The U.S. Department of Commerce reported today that retail sales are up for the tenth straight month. Sales in April rose half a percent. Host Michel Martin and NPR's Senior Business Editor Marilyn Geewax discuss what these retail sales figures mean for the economy this summer and for the country's long term fiscal health.
Uganda's parliament is expected to vote Friday on a bill that would impose harsh punishments on homosexuals. The Associated Press reports that the original bill requires the death penalty for "serial offenders," life imprisonment for those convicted of homosexual acts, and a seven year prison sentence for those aiding and abetting homosexual acts. Host Michel Martin speaks with the author of Uganda's anti-gay bill, David Bahati, about the bill's potential impact in Uganda if it passes.
Public radio and television personality Tavis Smiley has written 14 books, many of them bestsellers. But in his new book, Smiley shares surprising details from his personal life, like not getting his college degree until 16 years after marching with his class.
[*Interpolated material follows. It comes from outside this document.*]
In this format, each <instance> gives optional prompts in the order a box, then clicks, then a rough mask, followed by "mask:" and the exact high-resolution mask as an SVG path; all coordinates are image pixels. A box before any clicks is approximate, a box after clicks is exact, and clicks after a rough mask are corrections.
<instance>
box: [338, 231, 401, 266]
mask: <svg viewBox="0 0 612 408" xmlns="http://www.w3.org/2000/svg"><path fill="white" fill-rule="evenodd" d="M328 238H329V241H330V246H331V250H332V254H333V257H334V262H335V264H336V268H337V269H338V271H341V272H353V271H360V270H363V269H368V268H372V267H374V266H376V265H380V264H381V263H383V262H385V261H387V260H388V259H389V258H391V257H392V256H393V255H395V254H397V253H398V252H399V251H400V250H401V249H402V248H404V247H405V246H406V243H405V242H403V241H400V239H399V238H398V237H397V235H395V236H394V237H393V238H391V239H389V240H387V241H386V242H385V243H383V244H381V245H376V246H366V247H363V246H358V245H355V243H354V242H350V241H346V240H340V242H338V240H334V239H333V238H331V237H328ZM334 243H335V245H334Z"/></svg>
Host Michel Martin and Smiley discuss how his failures have helped make him the accomplished man he is today, which is detailed in his new book Fail Up: 20 Lessons On Building Success From Failure.
Football star Michael Oher's life story is dramatized in the hit film "The Blind Side." His new memoir is titled I Beat the Odds: From Homelessness, to The Blind Side, and Beyond. In Tell Me More's occasional segment "In Your Ear," Oher shares the songs that keep him pumped up, whether on or off the football field.
Host Michel Martin continues the conversation about Uganda's "Anti-Homosexuality Bill" that is expected to go to a vote this Friday. The Associated Press reports that the original bill called for harsh punishments on gays and lesbians, including capital punishment and life imprisonment for those convicted. Martin discusses the bill's history and the rising tension around homosexuality in Uganda with Grove City College professor Dr. E. Warren Throckmorton, who has been closely following this bill on his web site.